La sessualità umana, diversamente, mostra una chiara disposizione verso l’altro. Dimostra che la pienezza umana si trova nella relazione, nell’essere-per-l’altro. Spinge ad uscire da se stessi, cercando l’altro e rallegrandosi della sua presenza.
E’ il sigillo dell’amore di Dio nella struttura stessa della natura umana. Anche se ogni persona è amata da Dio “per se stessa”, e chiamata a una pienezza individuale, questa non può essere raggiunta se non in comunione con l’altro. E’ fatta per dare e ricevere amore. Questo è il significato del carattere sessuale che ha in se un immenso valore.
Entrambi i sessi sono chiamati dallo stesso Dio ad agire e vivere congiuntamente: questa è la loro vocazione. Si può perfino affermare che Dio non ha creato la dualità nell’uomo affinché generasse nuovi esseri umani, ma al contrario l’uomo ha la capacità procreativa per perpetuare l’immagine divina che egli stesso riflette nella sua condizione sessuata. La sessualità parla contemporaneamente di identità e diversità. Maschio e femmina hanno la stessa natura umana, ma l’hanno in modo diverso e complementare.

La matrice della Lettera è la Genesi.
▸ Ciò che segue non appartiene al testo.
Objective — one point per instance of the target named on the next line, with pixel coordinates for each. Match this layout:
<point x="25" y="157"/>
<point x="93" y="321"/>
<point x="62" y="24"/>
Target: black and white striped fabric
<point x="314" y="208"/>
Dove si trova l’esegesi in questi argomenti?
In base ad alcune antiche interpretazioni, Adamo va incontro ad Eva, come Dio va incontro all’umanità. Pertanto l’uomo sarebbe attivo, rappresentando Dio; mentre la donna, rappresentando l’umanità, sarebbe passiva. Per superare questa argomentazione, non è necessario riportare, al riguardo, le vigorose proteste delle femministe.
E’ sufficiente richiamarci alla nostra esperienza quotidiana affinché si capisca che la donna non è affatto passiva. E’ ricettiva nella sua femminilità, essendo immagine di Dio quanto l’uomo. L’amore perfetto, inteso anche nell’amore divino, consiste nel dare e ricevere. La possibilità di ricevere è una esigenza dell’amore e, per noi, potrebbe risultare più dispendioso che dare, perché esige l’umiltà.
Tornando alla relazione fra i sessi, è evidente che non solo l’uomo dà e la donna riceve. L’amore al quale essi sono chiamati si esprime in un dono libero e reciproco. Ma ciò è possibile se anche la disposizione a ricevere è reciproca. Così la recettività, unita al donare, appare un altro elemento costitutivo della comunione, che, sicuramente, ha effetti positivi in entrambe le direzioni perché colui che riceve si arricchisce, si fortifica e fa felice anche l’altro, visto che la recettività è di per se uno dei più grandi doni che si possa fare ad un’altra persona.
Pertanto si evidenzia che la recettività mira ad un’attività, ma un’ attività che accoglie, interiorizza ed è al servizio dell’approfondimento delle azioni dell’altro. Detto questo, si può comprendere interamente la ricettività solo se si riconosce in essa un modo speciale di attività, di espressione e di creatività.
L’uomo tende per sua natura alla donna e viceversa. Essi non cercano un’unità androgina, come ci indica la mitica visione di Aristofane nel “Banchetto”, ma entrambi si necessitano per sviluppare pienamente la propria umanità . La donna è vista come “aiuto” per l’uomo e viceversa, con ciò non si intendono atteggiamenti servili o umilianti. Anche il salmista dice a Dio:” Tu sei il mio aiuto”. Partendo dal rapporto principale, sappiamo che questo non è il solo tra un uomo e una donna.
La reciprocità si esprime in molteplici rapporti diversi della vita, in una pluralità policroma di rapporti interpersonali, come la maternità, la paternità, la filiazione e la fratellanza, la collettività, l’amicizia e in tante altri modi, che interessano, contemporaneamente, ogni persona. Pertanto qualcuno evidenzia che si tratta di reciprocità asimmetrica.